For the detection of EPEC, fresh diarrhoeal stool is plated directly on blood agar and MacConkey agar medium. After overnight incubation, E. coli colonies are emulsified in saline on a slide and tested by agglutination with polyvalent and monovalent O antiserum against entero-pathogenic serotypes and further identified by biochemical tests.

Enzyme linked immuno-sorbent assay (ELISA) test is simplest and used to detect LT of ETEC. LT and cholera entero-toxin are antigenically similar. Sereney test is the only method available recently to demonstrate EIEC.

2. Urinary Tract Infection:

Catheterisation for urine collection is not advisable for diagnosis as it leads to urinary tract infection. Hence, in male, after cleaning the retracted prepuce and glans penis, with sterile cotton soaked in sterile normal saline, the first portion of urine that flushes out commensal bacteria from the anterior urether is discarded.

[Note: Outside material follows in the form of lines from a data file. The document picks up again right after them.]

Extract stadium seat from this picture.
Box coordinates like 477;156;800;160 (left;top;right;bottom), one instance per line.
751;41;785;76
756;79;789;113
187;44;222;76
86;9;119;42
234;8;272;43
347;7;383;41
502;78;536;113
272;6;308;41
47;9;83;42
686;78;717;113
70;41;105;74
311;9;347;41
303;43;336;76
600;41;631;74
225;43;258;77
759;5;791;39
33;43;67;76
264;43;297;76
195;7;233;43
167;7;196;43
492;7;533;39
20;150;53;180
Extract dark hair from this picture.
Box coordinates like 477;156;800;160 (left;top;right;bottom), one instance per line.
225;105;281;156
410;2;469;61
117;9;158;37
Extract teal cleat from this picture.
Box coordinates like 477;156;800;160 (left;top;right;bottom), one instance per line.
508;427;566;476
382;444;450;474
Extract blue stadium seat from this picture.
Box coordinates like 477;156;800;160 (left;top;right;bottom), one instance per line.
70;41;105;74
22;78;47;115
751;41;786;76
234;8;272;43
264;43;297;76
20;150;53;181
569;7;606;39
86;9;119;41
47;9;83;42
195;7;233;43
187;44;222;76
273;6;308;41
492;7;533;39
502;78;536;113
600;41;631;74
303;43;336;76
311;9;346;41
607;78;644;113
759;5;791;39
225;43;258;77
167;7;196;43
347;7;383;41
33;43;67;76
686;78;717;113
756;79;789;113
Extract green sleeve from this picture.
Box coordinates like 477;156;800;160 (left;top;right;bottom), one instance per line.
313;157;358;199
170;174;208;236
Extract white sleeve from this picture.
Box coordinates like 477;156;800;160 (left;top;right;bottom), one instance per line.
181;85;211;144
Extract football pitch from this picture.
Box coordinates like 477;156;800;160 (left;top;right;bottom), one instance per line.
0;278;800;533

The next portion (midstream) of urine is collected in a sterile wide-mouthed container and despatched immediately to the laboratory as the urine is an ideal medium for the growth of bacteria. If there is a delay of 2-3 hours, it should be refrigerated.

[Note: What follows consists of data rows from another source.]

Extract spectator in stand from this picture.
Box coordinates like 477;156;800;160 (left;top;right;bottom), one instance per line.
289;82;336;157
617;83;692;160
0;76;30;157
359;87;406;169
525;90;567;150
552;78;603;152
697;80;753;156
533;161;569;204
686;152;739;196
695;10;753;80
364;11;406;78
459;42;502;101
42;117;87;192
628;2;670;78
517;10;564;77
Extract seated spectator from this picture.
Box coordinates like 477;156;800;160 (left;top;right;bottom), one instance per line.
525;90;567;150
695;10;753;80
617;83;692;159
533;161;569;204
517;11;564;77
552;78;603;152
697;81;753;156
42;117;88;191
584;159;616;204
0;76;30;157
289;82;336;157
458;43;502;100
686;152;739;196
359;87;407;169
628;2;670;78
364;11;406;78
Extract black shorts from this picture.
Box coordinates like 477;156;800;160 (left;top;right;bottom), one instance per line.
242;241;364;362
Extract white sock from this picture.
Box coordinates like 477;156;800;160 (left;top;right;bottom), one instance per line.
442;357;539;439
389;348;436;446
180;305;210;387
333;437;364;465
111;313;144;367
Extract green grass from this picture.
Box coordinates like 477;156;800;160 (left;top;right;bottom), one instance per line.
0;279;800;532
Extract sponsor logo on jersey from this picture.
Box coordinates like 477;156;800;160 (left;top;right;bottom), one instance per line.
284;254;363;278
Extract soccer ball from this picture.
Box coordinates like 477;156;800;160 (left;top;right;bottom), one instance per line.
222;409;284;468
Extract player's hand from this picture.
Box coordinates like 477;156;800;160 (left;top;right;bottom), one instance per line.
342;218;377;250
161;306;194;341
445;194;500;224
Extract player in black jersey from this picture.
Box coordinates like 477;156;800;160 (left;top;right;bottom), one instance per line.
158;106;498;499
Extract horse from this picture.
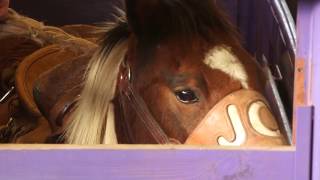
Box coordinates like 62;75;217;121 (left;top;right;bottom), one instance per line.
45;0;287;146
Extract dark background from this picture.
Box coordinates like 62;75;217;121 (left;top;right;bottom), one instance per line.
11;0;297;26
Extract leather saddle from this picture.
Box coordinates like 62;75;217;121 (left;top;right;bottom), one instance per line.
0;9;102;143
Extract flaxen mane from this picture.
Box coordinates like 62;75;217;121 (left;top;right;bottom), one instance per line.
65;12;129;144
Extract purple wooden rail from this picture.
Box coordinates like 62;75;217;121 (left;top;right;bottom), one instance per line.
297;0;320;180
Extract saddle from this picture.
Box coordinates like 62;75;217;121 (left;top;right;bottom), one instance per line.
0;9;98;143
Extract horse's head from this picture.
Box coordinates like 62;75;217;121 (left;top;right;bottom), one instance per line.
66;0;282;145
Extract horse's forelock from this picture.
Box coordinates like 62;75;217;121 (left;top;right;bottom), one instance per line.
126;0;237;43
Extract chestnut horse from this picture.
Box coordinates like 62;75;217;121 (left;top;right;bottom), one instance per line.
64;0;286;146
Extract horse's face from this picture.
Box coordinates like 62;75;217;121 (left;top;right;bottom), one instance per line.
120;0;288;145
124;34;254;143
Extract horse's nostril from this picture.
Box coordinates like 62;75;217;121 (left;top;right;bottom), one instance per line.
175;89;199;104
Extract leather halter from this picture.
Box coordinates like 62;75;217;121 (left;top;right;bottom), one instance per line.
118;62;176;144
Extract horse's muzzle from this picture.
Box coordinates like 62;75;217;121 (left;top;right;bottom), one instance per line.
185;90;286;146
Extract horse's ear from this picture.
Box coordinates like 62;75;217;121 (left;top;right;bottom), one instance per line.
126;0;161;36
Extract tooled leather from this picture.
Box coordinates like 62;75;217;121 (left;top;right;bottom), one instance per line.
185;90;286;146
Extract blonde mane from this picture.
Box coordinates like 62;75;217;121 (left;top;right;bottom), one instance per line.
65;41;127;144
64;12;128;144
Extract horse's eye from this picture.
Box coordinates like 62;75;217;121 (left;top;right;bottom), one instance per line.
175;89;199;104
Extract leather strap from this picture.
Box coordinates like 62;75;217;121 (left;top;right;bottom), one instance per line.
118;64;174;144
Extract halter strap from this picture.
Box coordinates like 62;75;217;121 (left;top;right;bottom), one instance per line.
118;64;173;144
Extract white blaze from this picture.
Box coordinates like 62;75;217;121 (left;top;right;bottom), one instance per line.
204;46;249;89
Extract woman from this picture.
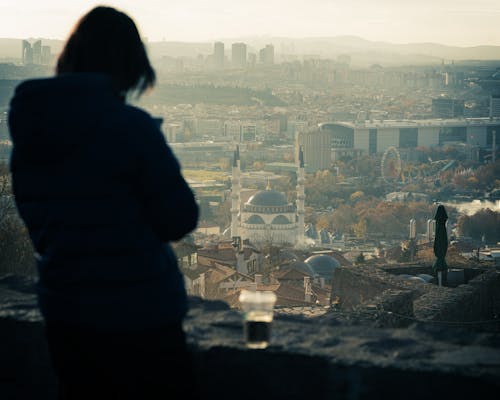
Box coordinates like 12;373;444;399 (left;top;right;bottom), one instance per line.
9;7;198;399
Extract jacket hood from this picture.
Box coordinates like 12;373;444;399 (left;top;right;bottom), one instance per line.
8;73;123;159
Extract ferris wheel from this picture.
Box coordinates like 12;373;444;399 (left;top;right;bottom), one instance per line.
380;146;401;183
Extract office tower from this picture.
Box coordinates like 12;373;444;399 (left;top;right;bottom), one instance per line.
31;40;42;65
41;46;52;65
259;44;274;65
214;42;224;69
490;94;500;118
297;128;332;171
231;43;247;68
21;40;33;65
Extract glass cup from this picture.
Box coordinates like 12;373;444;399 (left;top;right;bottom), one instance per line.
239;289;276;349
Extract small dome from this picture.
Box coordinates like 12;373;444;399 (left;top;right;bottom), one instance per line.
272;215;291;225
305;254;340;279
245;214;265;225
417;274;434;282
280;261;316;277
247;189;288;207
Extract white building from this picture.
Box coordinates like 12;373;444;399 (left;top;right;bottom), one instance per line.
231;147;305;246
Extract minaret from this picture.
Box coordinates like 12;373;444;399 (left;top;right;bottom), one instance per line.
296;146;306;244
231;146;241;238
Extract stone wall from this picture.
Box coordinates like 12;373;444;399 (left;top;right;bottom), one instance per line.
331;266;432;310
0;277;500;400
414;270;500;332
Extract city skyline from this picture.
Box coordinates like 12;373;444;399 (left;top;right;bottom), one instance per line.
0;0;500;47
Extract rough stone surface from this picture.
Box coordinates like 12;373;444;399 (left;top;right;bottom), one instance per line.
0;277;500;400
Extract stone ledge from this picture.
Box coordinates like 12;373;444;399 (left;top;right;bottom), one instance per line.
0;277;500;400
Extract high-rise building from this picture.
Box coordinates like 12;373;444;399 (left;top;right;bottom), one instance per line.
31;40;42;64
490;95;500;118
21;40;33;65
432;97;464;118
297;128;332;171
231;43;247;68
259;44;274;65
41;46;52;65
214;42;224;69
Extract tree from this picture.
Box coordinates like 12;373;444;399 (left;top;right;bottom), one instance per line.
353;218;366;239
457;208;500;243
355;252;366;265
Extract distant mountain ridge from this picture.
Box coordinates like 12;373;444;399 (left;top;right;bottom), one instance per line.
0;36;500;65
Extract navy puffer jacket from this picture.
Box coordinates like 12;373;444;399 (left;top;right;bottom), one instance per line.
9;74;199;331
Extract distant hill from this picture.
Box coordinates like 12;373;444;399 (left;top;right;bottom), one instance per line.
0;36;500;66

Quantitative culture is done by pour plate or surface culture methods using ten-fold diluted urine. In the active urinary tract infection, the urine will contain 100,000 bacteria or more per ml. which is referred to as “significant bacteriuria,” counts of 10,000 bacteria or less are indicative of contamination.

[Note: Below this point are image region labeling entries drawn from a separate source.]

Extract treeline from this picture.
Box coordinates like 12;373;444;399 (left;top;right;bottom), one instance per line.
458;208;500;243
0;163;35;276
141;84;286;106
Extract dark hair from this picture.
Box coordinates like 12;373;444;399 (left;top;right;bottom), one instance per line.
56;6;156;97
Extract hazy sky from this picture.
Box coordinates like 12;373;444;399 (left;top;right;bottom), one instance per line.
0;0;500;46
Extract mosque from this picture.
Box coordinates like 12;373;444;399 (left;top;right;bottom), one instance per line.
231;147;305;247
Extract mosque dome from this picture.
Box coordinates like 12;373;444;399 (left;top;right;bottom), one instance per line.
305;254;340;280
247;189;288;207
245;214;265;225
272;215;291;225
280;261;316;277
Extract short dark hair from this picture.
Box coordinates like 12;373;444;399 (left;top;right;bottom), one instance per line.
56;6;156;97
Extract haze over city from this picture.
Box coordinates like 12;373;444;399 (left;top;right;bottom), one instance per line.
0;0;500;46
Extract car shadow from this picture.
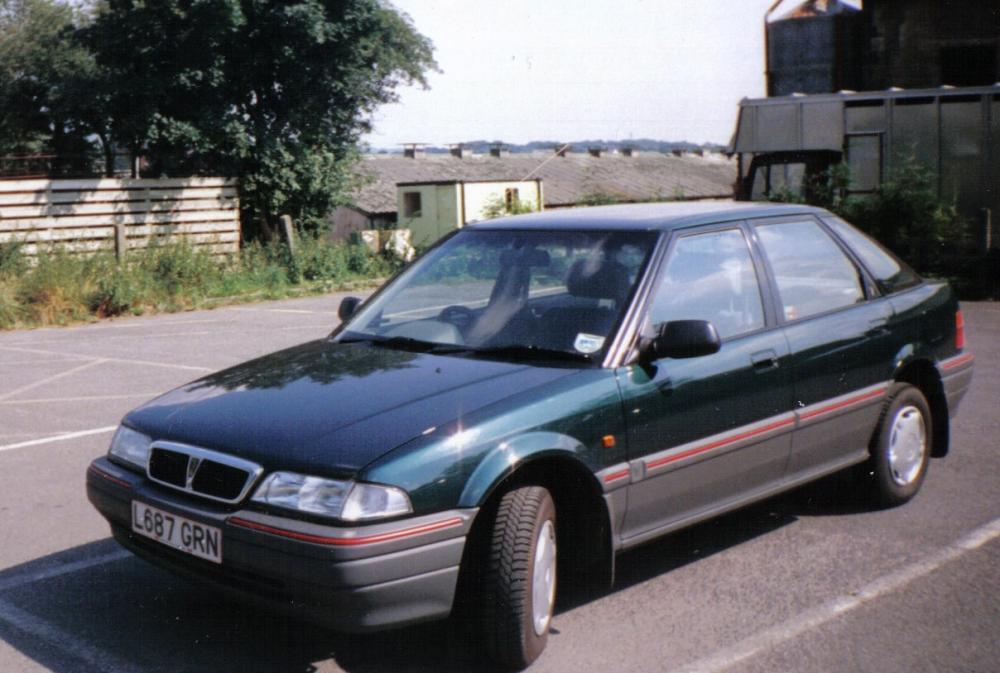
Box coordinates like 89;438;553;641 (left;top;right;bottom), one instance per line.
0;475;884;673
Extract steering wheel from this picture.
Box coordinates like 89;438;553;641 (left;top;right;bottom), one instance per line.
438;304;476;332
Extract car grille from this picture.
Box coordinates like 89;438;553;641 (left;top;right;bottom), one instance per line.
147;442;263;503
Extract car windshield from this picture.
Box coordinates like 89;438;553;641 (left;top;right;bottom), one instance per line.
340;229;656;360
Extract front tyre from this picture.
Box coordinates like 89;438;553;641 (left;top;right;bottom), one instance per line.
480;486;556;669
868;383;933;507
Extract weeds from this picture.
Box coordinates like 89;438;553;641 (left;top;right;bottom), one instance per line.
0;236;398;329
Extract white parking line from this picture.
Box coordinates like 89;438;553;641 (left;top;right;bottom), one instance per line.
0;359;106;400
225;307;337;315
0;346;216;372
0;549;132;592
677;519;1000;673
0;600;143;673
0;425;118;452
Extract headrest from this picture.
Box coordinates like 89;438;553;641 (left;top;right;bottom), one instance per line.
500;248;551;267
566;258;628;302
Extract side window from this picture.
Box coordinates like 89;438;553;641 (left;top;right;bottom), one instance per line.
823;217;920;294
756;220;864;320
650;229;764;339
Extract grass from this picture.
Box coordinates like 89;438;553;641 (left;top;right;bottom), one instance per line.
0;236;399;329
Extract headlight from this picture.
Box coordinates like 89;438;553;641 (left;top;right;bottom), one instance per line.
108;425;153;472
253;472;413;521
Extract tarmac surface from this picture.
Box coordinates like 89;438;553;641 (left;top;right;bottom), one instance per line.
0;294;1000;673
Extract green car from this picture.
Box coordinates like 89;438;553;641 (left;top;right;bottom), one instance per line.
87;203;973;667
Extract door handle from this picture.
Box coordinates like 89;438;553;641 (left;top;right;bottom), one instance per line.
750;350;778;372
866;318;889;336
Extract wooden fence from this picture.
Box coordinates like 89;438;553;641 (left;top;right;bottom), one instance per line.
0;178;240;256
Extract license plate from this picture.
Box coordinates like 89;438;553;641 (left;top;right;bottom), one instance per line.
132;500;222;563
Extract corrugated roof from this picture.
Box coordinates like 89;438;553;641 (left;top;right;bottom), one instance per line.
354;152;736;213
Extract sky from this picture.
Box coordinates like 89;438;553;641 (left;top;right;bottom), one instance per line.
365;0;864;148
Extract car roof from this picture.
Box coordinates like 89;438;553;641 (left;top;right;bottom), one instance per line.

The most commonly used “standard loop method” can transfer a fixed small volume of urine on non-inhibitory medium (Blood agar) for estimation of bacteria and on an indicative medium (MacConkey medium) for presumptive diagnosis of bacteriuria. The isolates are further identified and tested for antibiotic sensitivity. Antibiotic sensitivity may also be done directly using the urine samples.

Other screening techniques for the presumptive diagnosis of significant bacteriuria are:

(1) Griess nitrite test – The presence of nitrite indicates the presence of nitrate reducing bacteria in urine but nitrite is absent in normal urine.

(2) Catalase test – The frothing on addition of hydrogen peroxide due to catalase is an indication of bacteriuria.

3) Triphenyl tetrazolium chloride test is based on the production of pink red precipitate in the reagent due to the respiratory activity of growing bacteria.

(4) Microscopic demonstration of bacteria in Gram stained film of urine.

(5) Glucose test paper is based on the utilisation of minute amount of glucose present in normal urine by bacteria causing the infection.

(6) Dip slide culture method – Agar coated slides are immersed in the urine or exposed to the stream of urine are incubated and the colonies are estimated by colony counter. These screening tests are not sensitive and reliable as cultural test.

The antibody coated bacteria test has been employed for localisation of the site of urinary infection. Pyogenic infection and septicaemia diagnosis depends on the isolation of bacteria on culture.

11. Treatment of Escherichia Coli:

Infantile diarrhoea can be treated by Oral Rehydration Solution (ORS) as per World Health Organisation (WHO recommendation).

12. Medical Importance of Escherichia Coli:

E. coli is medically important because it

(a) Is used to produce insulin by adopting the genetic engineering technique,

(b) Produces certain vitamins in the intestine,

(c) Is used as parameter to determine the faecal contamination of drinking water,

(d) Is used for the plasmid study in the bacterial genetics.